I love Advent hymns. My mother was always adamant that Christians had no business singing Christmas hymns prior to at least Christmas eve. We only have four Sundays on which to sing Advent hymns, so there’s no musical reason — and no theologically sound reason — to rush past our season of hopeful expectation.
Well, I love most Advent hymns. I get very tired of “O Come, O Come, Emmanuel” sung far too slowly. If we must sing slowly, “Of the Father’s Love Begotten” is preferable.
I love Rowland Prichard’s melody (called HYFRYDOL) with any hymn, and “Come, Thou Long-Expected Jesus” to it is probably my favorite Advent hymn, for that reason and for the theologically rich text.

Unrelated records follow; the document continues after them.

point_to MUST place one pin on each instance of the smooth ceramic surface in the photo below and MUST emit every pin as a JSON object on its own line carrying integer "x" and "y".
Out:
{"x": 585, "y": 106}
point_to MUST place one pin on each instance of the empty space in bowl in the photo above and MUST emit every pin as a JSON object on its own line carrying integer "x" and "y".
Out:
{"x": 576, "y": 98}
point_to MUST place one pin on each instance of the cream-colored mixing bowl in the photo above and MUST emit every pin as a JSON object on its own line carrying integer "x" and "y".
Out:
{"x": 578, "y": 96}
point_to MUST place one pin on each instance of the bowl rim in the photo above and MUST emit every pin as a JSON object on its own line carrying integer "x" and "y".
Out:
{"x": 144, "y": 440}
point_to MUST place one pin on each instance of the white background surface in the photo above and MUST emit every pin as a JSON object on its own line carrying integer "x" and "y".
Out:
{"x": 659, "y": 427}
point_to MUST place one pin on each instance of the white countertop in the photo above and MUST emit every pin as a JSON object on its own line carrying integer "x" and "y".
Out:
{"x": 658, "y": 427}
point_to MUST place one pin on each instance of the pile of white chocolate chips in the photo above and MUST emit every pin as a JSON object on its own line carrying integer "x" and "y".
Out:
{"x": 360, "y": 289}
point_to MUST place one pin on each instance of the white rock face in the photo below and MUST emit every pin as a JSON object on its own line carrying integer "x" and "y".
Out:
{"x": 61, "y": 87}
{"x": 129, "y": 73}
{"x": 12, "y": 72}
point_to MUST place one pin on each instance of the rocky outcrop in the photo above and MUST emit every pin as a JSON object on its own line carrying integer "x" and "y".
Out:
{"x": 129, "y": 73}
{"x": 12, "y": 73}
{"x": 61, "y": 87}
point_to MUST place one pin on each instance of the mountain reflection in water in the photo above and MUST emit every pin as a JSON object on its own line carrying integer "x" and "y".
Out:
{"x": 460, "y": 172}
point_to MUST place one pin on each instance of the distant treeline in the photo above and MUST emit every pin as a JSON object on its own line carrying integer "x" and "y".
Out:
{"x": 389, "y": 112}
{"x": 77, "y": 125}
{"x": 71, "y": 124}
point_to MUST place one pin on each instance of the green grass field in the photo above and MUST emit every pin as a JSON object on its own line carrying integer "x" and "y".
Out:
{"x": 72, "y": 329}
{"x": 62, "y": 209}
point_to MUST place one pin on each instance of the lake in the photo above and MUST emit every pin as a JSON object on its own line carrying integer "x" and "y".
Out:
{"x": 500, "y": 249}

“Lift Up Your Heads, Ye Mighty Gates” is an adaptation of the closing verses of Psalm 24, the anticipation that the mighty Lord, who has supported the Israelites in battle, will now make a triumphal entrance:
Lift up your heads, O ye gates; and be ye lift up, ye everlasting doors; and the King of glory shall come in.
Who is this King of glory? The Lord strong and mighty, the Lord mighty in battle.
Lift up your heads, O ye gates; even lift them up, ye everlasting doors; and the King of glory shall come in.
Who is this King of glory? The Lord of hosts, he is the King of glory.
the ancient song of the epiphany of God in the Temple of Jerusalem could become for the God-fearing man of [ancient Israel] a hymn which in spite of the great interval in time told him of the coming of God in his own time and of God’s future coming. And this is the same faith, joining together the things of the past, the present and the future, which inspires us to celebrate every year the advent of God in Jesus Christ by singing the hymn, ‘Lift up your heads, ye mighty gates!’ — the faith in the God who is and who was and who is to come.
Christians, naturally, think about a second entrance into Jerusalem, an incarnate King of glory who comes with humility and grace.
The psalm was adapted by a German minister named George Weissel in 1623. It’s the first hymn in the German Protestant hymnal. Catherine Winkworth translated Weissel’s text in the mid-nineteenth century, and it appears in many American hymnals. However, I much prefer the melody common in Germany, a setting by Johann Anastasius Freylinghausen.